The New Yorker, February 8, 1999 P. 24

Talk story about the movie “Hilary and Jackie”... Three years ago, there was “Shine,” which dismayed some critics and the relatives of its leading character for its portrayal of a pianist driven mad by a tyrannical father and the burdens of genius. Now there is “Hilary and Jackie,” which shows the late English cellist Jacqueline du Pre in a distinctly unflattering light. The British-made movie presents its heroine as a deeply tormented, selfish young woman whose need for love was such that she manipulated her way into the bed of her sister’s husband.
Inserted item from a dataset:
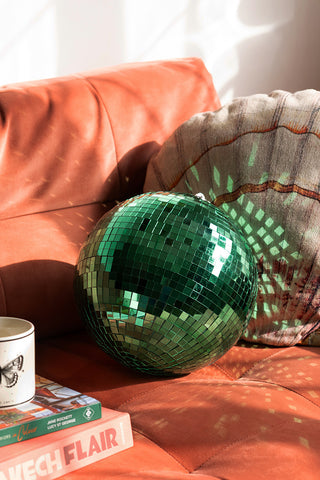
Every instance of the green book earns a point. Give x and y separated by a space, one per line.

In Britain, where du Pre, who died from the effects of multiple sclerosis in 1987, at the age of forty-two, remains perhaps the most beloved postwar musical figure, the film’s opening has brought forth a chorus of complaint.... Her niece, Clare Finzi, claimed that the 1997 memoir on which the film is based—“A Genius in the Family,” by her mother, Hilary, and her uncle Piers—also distorted the truth. “I could barely live with the book,” she said. “But the movie is something else entirely. Now the distortions are out there, diminishing Jackie’s music.” ...A few days before the film’s London premiere, six of Jackie’s most noted musical collaborators—Yehudi Menuhin, Mstislav Rostropovich, Pinchas Zukerman, Itzhak Perlman, Julian Lloyd Webber, and William Pleeth—signed a joint letter to the London Times in which they said that the “selfish, spoilt, and manipulative” Jackie on the screen was not the woman they had known. ...The film’s director, Anand Tucker, has posted a response on the movie’s Web site, saying that his intentions were to “honor the spirit of Jackie.” But the film’s stoutest defender to date has been Jackie’s sister, Clare’s mother. “When you love someone, you love the whole of them,” Hilary du Pre said last week. “Those who are against the film want to look only at the pieces of Jackie’s life that they accept. I don’t think the film has taken any liberties at all. Jackie would have absolutely loved it.”